Casamento Prematuro - Imagem ilustrativa de uma boneca para bolos de noiva

Casamento Prematuro - Imagem ilustrativa de uma boneca para bolos de noiva

Angola não está na lista dos países com os piores casos de casamentos prematuros e gravidezes precoces em África, mas as organizações de saúde reprodutiva e direitos da mulher preparam-se para evitar o alastramento, em particular nas zonas rurais.

“A gente vê a situação de casamentos prematuros como um ´bico-de-obra´, porque afecta meninas que ainda estão a crescer e engravidando correm o risco de abortar,” conta Miguel Madeira, do Centro de Apoio Juvenil, organização que promove a saúde reprodutiva no país.

A questão de aborto, acrescenta Madeira, torna-se preocupante “porque não conseguindo serviços especializados, as meninas marginalizam-se e vão ao clandestino, colocando em risco a sua vida ou provocando a infertilidade”.

Para evitar isso, esta organização faz campanhas de informação para os jovens nas comunidades e procura convencer os mais velhos para evitarem forçar as suas filhas a casar antes de crescerem.

Tal como noutros países do continente, em Angola os casamentos prematuros, na maioria dos casos consentidos pelos pais, limitam as oportunidades das meninas, além de submetê-las a um ciclo de violência.

Fernanda Ricardo, da Rede Mulher, está particularmente preocupada com o facto de nalguns casos as meninas serem forçadas a casar com homens mais velhos e polígamos.

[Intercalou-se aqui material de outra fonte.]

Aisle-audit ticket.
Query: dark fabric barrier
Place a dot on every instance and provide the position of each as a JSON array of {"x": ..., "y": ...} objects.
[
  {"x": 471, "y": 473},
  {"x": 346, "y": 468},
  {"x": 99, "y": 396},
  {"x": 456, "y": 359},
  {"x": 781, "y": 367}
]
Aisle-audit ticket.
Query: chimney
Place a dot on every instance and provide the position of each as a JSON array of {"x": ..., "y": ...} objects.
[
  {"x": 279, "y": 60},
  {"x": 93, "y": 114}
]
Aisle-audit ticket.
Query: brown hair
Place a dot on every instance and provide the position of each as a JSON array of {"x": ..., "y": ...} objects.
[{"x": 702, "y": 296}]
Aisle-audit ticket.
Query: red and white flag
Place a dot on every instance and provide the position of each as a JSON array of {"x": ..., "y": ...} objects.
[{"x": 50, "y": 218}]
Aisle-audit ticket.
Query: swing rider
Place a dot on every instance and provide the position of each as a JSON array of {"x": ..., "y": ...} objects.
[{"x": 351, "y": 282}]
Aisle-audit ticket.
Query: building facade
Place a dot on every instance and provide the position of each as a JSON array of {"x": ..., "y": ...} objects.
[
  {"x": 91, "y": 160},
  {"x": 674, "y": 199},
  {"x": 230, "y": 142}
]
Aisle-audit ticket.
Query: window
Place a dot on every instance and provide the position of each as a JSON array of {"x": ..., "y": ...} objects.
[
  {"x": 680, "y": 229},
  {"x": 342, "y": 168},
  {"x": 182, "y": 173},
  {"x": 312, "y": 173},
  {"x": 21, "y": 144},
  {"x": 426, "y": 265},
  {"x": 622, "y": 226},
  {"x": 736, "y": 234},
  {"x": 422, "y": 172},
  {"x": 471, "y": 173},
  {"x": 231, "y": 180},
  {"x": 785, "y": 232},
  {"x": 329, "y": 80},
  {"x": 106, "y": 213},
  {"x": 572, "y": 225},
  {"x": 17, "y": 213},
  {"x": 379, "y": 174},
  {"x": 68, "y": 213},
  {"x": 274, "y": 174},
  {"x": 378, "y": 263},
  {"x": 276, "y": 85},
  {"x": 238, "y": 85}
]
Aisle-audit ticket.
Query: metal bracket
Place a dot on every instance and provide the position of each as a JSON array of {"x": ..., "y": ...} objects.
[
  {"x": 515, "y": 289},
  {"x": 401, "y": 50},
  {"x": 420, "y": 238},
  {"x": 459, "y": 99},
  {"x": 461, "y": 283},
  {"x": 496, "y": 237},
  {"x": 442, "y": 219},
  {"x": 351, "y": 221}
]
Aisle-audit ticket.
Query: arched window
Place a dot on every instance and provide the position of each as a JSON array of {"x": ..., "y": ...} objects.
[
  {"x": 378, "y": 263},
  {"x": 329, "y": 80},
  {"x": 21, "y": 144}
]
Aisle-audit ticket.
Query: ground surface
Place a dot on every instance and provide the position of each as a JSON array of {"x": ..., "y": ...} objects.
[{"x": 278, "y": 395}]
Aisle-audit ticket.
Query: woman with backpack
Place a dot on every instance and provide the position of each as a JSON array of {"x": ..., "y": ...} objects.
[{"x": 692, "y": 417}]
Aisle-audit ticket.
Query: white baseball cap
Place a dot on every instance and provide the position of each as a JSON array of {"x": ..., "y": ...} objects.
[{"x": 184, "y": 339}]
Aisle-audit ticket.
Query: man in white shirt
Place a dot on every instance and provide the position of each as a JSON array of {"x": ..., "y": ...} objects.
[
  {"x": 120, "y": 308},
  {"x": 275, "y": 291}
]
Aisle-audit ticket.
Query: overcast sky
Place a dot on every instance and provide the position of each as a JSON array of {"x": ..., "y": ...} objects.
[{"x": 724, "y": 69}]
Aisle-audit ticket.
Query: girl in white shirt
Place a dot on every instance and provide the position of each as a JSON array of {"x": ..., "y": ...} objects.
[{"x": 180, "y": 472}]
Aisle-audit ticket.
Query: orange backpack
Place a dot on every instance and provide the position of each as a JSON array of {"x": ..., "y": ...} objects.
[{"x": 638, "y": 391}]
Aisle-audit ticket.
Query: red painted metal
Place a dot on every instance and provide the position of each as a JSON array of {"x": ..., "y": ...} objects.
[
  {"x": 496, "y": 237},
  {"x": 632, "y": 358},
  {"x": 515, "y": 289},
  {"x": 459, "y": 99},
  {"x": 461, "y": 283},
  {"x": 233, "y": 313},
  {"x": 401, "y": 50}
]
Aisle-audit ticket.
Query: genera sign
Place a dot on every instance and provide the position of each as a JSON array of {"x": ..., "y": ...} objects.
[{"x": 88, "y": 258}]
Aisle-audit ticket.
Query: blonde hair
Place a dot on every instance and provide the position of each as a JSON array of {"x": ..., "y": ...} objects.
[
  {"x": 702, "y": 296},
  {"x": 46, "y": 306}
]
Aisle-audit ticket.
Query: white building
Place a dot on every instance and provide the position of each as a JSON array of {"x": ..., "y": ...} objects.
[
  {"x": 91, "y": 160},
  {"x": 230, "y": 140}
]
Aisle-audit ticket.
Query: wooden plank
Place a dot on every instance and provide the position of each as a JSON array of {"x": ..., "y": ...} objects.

“Não é uma coisa boa. O homem é o patrão, chefe de tudo, e se viver com VIH pode contaminar até cinco dessas suas mulheres. E alguns desses homens têm idade dos avós dessas meninas.”

Fernanda lamenta a ocorrência desses casos e critica algumas práticas que favorecem: “Em certas comunidades, é comum um homem mais velho dizer a uma mulher grávida que a filha que vais ter será minha mulher. E se nascer, a menina cresce a saber que já tem marido…e aos 12-13 anos vai para a casa desse marido”.

Tal como o Centro de Apoio Juvenil, a Rede Mulher trabalha para eliminar práticas que colocam em risco o futuro das meninas, neste país com escassa informação sobre o assunto.

Dados das Nações Unidas indicam que a África Subsaariana, região onde Angola se localiza, tem os índices mais elevados de casamentos prematuros no mundo, com 40% de meninas casando antes dos 18 anos. Mais de 700 milhões de mulheres no mundo estão nessa situação.